It's always cool when you rediscover a place that you used to frequent as a kid. In those days I didn't appreciate what the Huntington Library and Botanical Gardens in San Marino, California (just south of Pasadena), offered.
As a kid, it was just a place to hang out. As an adult, I found it to be one of the most beautiful and interesting museums I have visited in the entire world, and here it was, in my own backyard. Tracy and I liked it so much we became members (meaning we can go as often as we like during the year and even attend fee summer concerts there).
I put together a story (with some pretty nice photos...every once in a while I get lucky) of the few hours we spent there that got me reacquainted with the Huntington. Hope you enjoy it!

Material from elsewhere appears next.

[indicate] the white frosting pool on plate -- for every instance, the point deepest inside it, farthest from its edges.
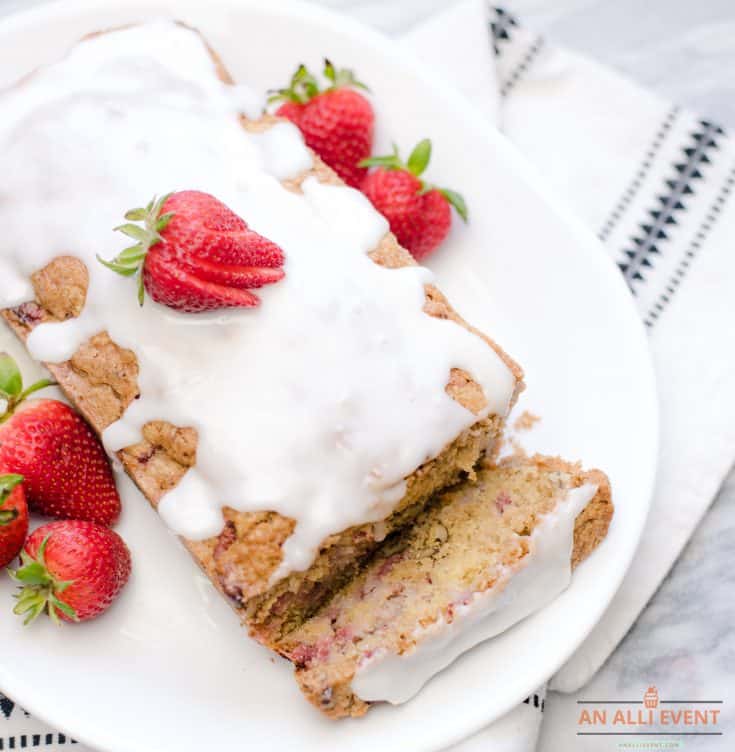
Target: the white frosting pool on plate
(544, 573)
(317, 404)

Very interesting report. I went there on a high school trip, as I'm sure just about everybody in Southern California does, but absolutely the only thing I really remember was seeing 'Pinkie' and 'Blue Boy.' I probably had other priorities at age 15.
Nice report, Tom. This looks like a wonderful place to visit with beautiful art and flowers, though the entrance fee might make me think twice. One of my close friends lived in Huntington Beach. Would that area be named after the same Huntington?
"One of my close friends lived in Huntington Beach. Would that area be named after the same Huntington?"
I learn something new every day. If wikipedia is to be believed, yes Huntington Beach is named after the same Henry Huntington. I never knew that, and I spent many a summer's day as a teenager body-surfing at Huntington Beach.
"One time it was known as Shell Beach, the town of Smeltzer, and then Gospel Swamp for the revival meetings that were held in the marshland where the community college Golden West College can currently be found. Later it became known as Fairview and then Pacific City as it developed into a tourist destination. In order to secure access to the Red Car lines that used to criss-cross Los Angeles and ended in Long Beach, Pacific City ceded enormous power to railroad magnate Henry Huntington, and thus became a city whose name has been written into corporate sponsorship..."
kerouac..at 15 I'm surprised you even remembered Pinkie and Blue Boy.
The reason that those two struck me was because I had already been to the Louvre and I was surprised that they had somehow escaped being in the Louvre where absolutely everything else seemed to be. This was before the Orsay museum existed, so the concentration of ultra-famous paintings was even higher back then.